I am one of those who have experienced that my mother just disappeared further and further into herself, and what difficulties it represented when I, as the main relative, would try to help her in her everyday life.
My mother was diagnosed in 2013, but she managed so well that she could live in her cozy apartment, which became her little paradise.
But unfortunately the memory disappeared more and more as time went on, and I was trying to help her as best as I could, both with medication, doctor visits, glasses / lenses and everything else.
What I experienced was that despite authorizations, it became very difficult to have insight in, for example, which medicines she should take and when she should take them.
Time and time again she stood at the pharmacy to get her medication from her prescriptions, but did not know which ones she should get. And the pharmacist only saw a long list of medicines on the prescription, so they could not help her.
I was added to the official heath site in Norway as a relative, and tried to find out something there, but it was almost impossible to orientate myself in this professional language area.
The same regarding her vision. She started putting away glasses in various places, but I did not know her visual acuity, so it was difficult to buy new ones. She did not remember the strength herself.
Eventually she got in to the municipal healthcare service for elderly suffering from dementia.

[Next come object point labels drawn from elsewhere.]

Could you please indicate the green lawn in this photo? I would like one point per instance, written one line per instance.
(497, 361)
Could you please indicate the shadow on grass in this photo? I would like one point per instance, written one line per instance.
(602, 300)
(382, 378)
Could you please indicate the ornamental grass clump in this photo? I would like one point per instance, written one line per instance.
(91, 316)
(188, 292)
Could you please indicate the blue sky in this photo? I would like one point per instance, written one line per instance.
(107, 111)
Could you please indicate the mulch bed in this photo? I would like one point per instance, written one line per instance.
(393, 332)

I really appreciate what they have done so far and their patience. But I experience again that she receives medication without me being informed.

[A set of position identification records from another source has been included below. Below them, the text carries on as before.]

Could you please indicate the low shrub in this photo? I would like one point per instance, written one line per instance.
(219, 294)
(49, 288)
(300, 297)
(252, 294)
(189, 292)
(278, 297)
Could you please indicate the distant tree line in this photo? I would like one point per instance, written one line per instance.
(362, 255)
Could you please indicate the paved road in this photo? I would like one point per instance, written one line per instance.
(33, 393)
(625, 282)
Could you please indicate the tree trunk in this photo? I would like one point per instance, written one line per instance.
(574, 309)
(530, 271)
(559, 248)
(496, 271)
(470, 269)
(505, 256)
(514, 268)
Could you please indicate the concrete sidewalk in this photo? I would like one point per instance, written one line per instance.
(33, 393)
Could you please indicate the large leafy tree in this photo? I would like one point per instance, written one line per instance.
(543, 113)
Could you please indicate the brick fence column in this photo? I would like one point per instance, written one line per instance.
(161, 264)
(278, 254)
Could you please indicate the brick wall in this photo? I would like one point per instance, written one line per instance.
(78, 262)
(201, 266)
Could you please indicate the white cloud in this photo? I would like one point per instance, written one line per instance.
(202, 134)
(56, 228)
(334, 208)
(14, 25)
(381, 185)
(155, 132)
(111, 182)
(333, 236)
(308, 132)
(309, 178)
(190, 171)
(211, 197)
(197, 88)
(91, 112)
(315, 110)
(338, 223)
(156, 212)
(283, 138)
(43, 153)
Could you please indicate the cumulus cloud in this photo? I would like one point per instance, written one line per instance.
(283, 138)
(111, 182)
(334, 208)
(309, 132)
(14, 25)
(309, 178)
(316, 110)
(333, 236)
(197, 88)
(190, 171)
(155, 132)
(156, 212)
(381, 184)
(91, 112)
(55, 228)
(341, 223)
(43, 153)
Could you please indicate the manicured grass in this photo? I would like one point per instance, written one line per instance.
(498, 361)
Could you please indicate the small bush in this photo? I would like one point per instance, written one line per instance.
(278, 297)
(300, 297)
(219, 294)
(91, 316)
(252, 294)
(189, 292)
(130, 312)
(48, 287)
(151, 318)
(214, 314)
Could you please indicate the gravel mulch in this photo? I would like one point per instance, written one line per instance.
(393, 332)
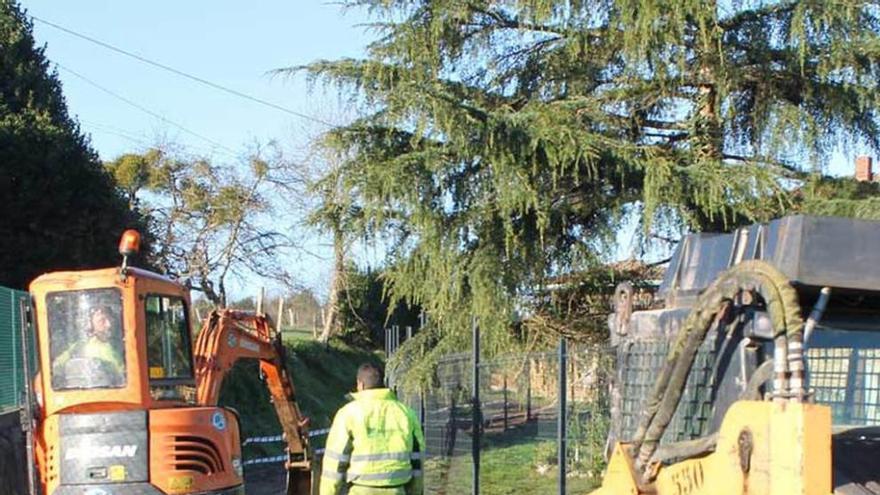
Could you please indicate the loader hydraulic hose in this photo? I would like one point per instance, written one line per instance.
(781, 301)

And it would have been so easy to have one place to keep record of this, so I have a simple overview.
Now I’m in some of the same situation with my brother.

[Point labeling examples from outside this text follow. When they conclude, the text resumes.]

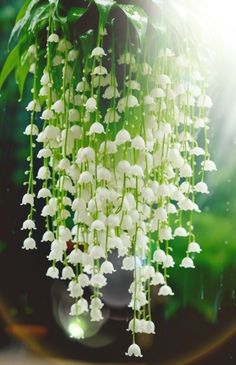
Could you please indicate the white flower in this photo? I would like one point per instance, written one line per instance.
(159, 256)
(161, 214)
(80, 307)
(208, 165)
(180, 232)
(91, 105)
(85, 178)
(96, 128)
(96, 252)
(98, 52)
(185, 170)
(32, 130)
(137, 327)
(58, 106)
(67, 273)
(187, 262)
(197, 151)
(165, 234)
(107, 267)
(75, 257)
(44, 153)
(136, 170)
(83, 280)
(103, 174)
(96, 303)
(134, 350)
(47, 114)
(53, 38)
(73, 115)
(28, 199)
(168, 262)
(194, 247)
(33, 106)
(48, 236)
(111, 116)
(148, 327)
(64, 45)
(100, 70)
(28, 224)
(130, 262)
(45, 79)
(122, 137)
(51, 132)
(201, 187)
(165, 290)
(96, 315)
(126, 58)
(53, 272)
(98, 280)
(138, 143)
(72, 55)
(44, 193)
(158, 279)
(43, 173)
(29, 244)
(98, 225)
(75, 289)
(132, 101)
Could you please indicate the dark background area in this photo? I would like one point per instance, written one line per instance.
(197, 326)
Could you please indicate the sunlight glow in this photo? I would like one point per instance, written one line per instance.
(222, 14)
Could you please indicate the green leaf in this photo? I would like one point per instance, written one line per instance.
(138, 18)
(75, 14)
(104, 8)
(22, 72)
(86, 40)
(22, 11)
(10, 64)
(23, 20)
(40, 14)
(157, 2)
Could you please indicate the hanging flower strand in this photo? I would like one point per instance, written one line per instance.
(120, 161)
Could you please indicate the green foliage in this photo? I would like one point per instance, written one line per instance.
(104, 8)
(138, 18)
(9, 65)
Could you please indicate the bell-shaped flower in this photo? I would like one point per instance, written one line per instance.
(67, 273)
(78, 308)
(187, 262)
(28, 224)
(53, 272)
(165, 290)
(91, 105)
(107, 267)
(96, 128)
(29, 244)
(194, 247)
(28, 199)
(98, 280)
(96, 315)
(134, 350)
(98, 52)
(201, 187)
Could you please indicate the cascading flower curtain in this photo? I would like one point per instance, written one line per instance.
(118, 122)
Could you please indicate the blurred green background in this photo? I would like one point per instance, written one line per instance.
(204, 307)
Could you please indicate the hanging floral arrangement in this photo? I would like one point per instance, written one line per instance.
(118, 108)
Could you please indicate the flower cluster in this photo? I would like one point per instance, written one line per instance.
(120, 168)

He is not suffering from demetia, but has other challenges, which means I have to be available to help him.
BUT – A BIG DIFFERENCE – I helped him download the World Medical Card app.
In addition, I have helped him enter the medications with a note when the various are to be taken.
We have entered diagnoses, that I am the head-relative – with phone number, visual acuity and all other important information.
He has shared the app with me, so now I can easily look it up for him if he is stuck at the pharmacy, or if he is traveling and running out of medicine.
We have also loaded the travel insurance certificate, so I can make sure that he gets quick help if something should happen.
Visual acuity for each of the eyes is also there, in case he forgets it.
I often think about how much the World Medical Card app could have helped my mother and me in such a difficult situation, with all the other challenges that also arise in the wake of this disease.
And I know at least that I will ease these challenges for my children by having the app shared and available to my loved ones.